City Council Candidates, Post 3 At-Large
- Jacki Labat: Youth selling water on the street, approaching drivers, is dangerous plain and simple. I will work to enforce the laws and ordinances that prohibit this activity and advocate to fully staff our police department – empowering them to enforce the law. However, because the juvenile justice system is so broken, I would like to see alternatives to incarceration handed down by judges. I agree that we need to create meaningful employment opportunities for those youth who are interested in working, but we also need a system of accountability and deterrents for those who willfully harm others and break the law.
- Jodi Merriday: I commit to community and youth engagement and funding out-of-school time activities and entrepreneurship programs in partnership with APS, Atlanta Workforce Development, City Recreation Centers, and @ Promise Centers to address the prevalence of youth water sales. Our youth need APS, the city, non-profit, and private sectors to collaborate, fund, and fill a void. Foundational resources are deficient for many of our youth. As a city too busy to hate we should extend compassion, leadership, and solidarity to enterprising and entrepreneurially spirited youth by creating opportunities, programs, and structures that curate their self-determination in a positive direction.

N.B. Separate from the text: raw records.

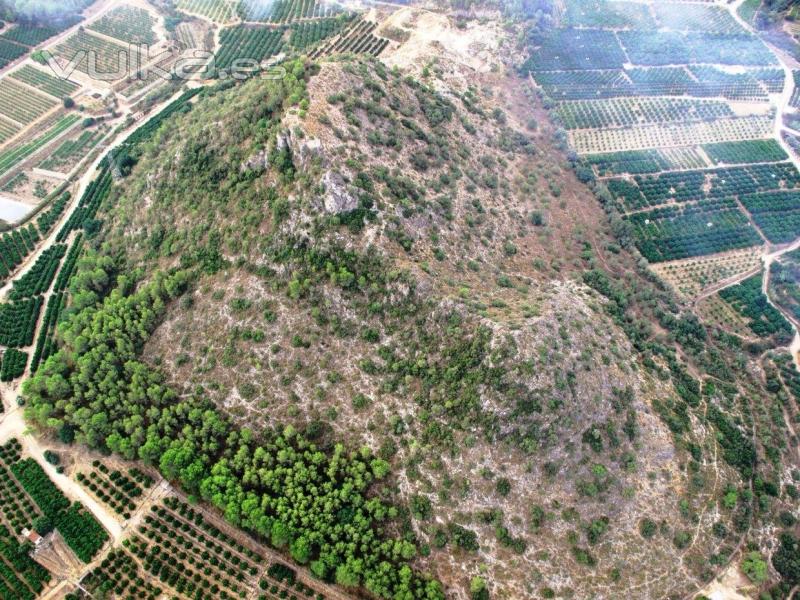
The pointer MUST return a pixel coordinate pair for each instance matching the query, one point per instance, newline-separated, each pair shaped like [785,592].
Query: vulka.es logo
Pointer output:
[137,62]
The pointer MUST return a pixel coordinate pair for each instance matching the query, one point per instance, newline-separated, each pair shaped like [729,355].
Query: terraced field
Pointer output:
[22,106]
[58,88]
[128,24]
[108,57]
[700,178]
[219,11]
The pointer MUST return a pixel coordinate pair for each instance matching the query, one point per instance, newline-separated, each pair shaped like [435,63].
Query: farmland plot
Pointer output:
[667,81]
[309,33]
[660,136]
[219,11]
[13,156]
[749,151]
[748,300]
[683,186]
[73,150]
[33,35]
[21,105]
[110,58]
[660,48]
[120,573]
[54,86]
[609,14]
[681,231]
[357,38]
[287,11]
[689,277]
[587,114]
[128,24]
[777,214]
[578,85]
[636,162]
[7,129]
[9,52]
[576,50]
[694,17]
[245,42]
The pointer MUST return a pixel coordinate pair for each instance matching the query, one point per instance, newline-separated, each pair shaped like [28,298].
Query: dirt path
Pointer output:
[12,423]
[13,426]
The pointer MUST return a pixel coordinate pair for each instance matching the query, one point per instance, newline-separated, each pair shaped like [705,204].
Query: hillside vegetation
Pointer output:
[375,317]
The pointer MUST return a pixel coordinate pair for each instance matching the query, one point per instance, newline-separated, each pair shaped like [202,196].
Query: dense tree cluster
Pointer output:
[314,504]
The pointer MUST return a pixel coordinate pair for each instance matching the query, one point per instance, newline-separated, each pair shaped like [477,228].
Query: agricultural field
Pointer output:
[643,191]
[122,492]
[694,17]
[718,313]
[691,276]
[33,35]
[42,81]
[357,38]
[15,246]
[306,34]
[110,57]
[128,24]
[609,15]
[763,320]
[247,42]
[21,105]
[119,574]
[777,214]
[637,162]
[592,141]
[621,112]
[73,149]
[80,530]
[7,129]
[219,11]
[10,51]
[20,576]
[784,275]
[748,151]
[13,156]
[287,11]
[682,231]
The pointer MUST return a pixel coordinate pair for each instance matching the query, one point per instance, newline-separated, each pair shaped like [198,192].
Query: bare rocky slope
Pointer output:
[398,263]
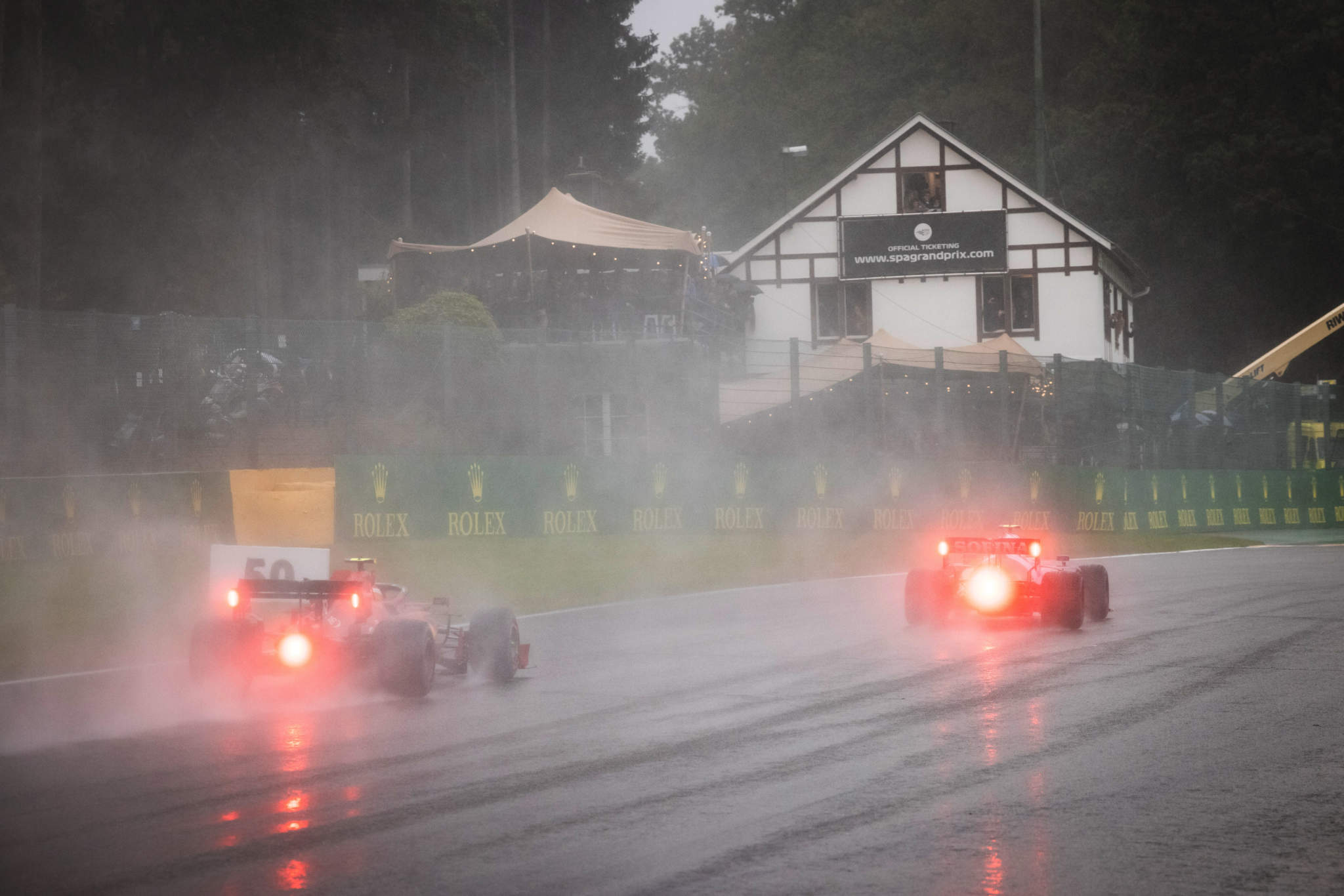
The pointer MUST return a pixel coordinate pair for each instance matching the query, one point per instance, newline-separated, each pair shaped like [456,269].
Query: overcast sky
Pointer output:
[668,19]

- Keisha Waites: I absolutely love that some of our youth have taken the initiative to become entrepreneurs. However, I am frustrated that this process is often unsupervised, extremely dangerous, leaves behind trash/debris, obstructs traffic and includes the harassment/intimidation of drivers due to aggressive sales tactics.
For this reason, youth water sales must immediately cease! Other cities tackling the same issue have had success with creating youth training programs that include stipends. Solution! Partner with Invest Atlanta and non-profits like United Way to get kids out of intersections and mentor them on appropriate enterprise by investing in their future and providing an alternative.
- Sherry Williams: These youths clearly want to work, and that should be encouraged. I will create a task force involving stakeholders such as the Metro Chamber, the Atlanta Business League, the Atlanta Black Chamber, local colleges and universities, WorkSource Atlanta, the Urban League, and local unions that will be implemented through the city. This way we can create a pipeline for jobs in demand that pay a living wage.
City Council Candidates, District 6
- Alex Wan: We should lean into the interest that these youth have demonstrated in entrepreneurship and work with our recreation centers and other youth service providers to develop programs that not only teach marketable business skills, but also offer, more importantly, meaningful earning opportunities. As an Atlanta education nonprofit executive, I will leverage my relationships across the sector to bring together other youth development and college and university leaders together to design such initiatives.
City Council Candidates, District 9
- Dustin Hillis: For the number one reason – the safety of our youth – we must stop youth water sales where young kids are running in and out of traffic at major intersection. Groups do include bad actors as well, as evidenced by the overly aggressive behavior of some juveniles, up to and including shootings that have occurred. We must task APD with enforcing these laws that do not permit these type sales and instead engage our youth with assistance programs that help them find well-paying summer and after-school jobs when needed.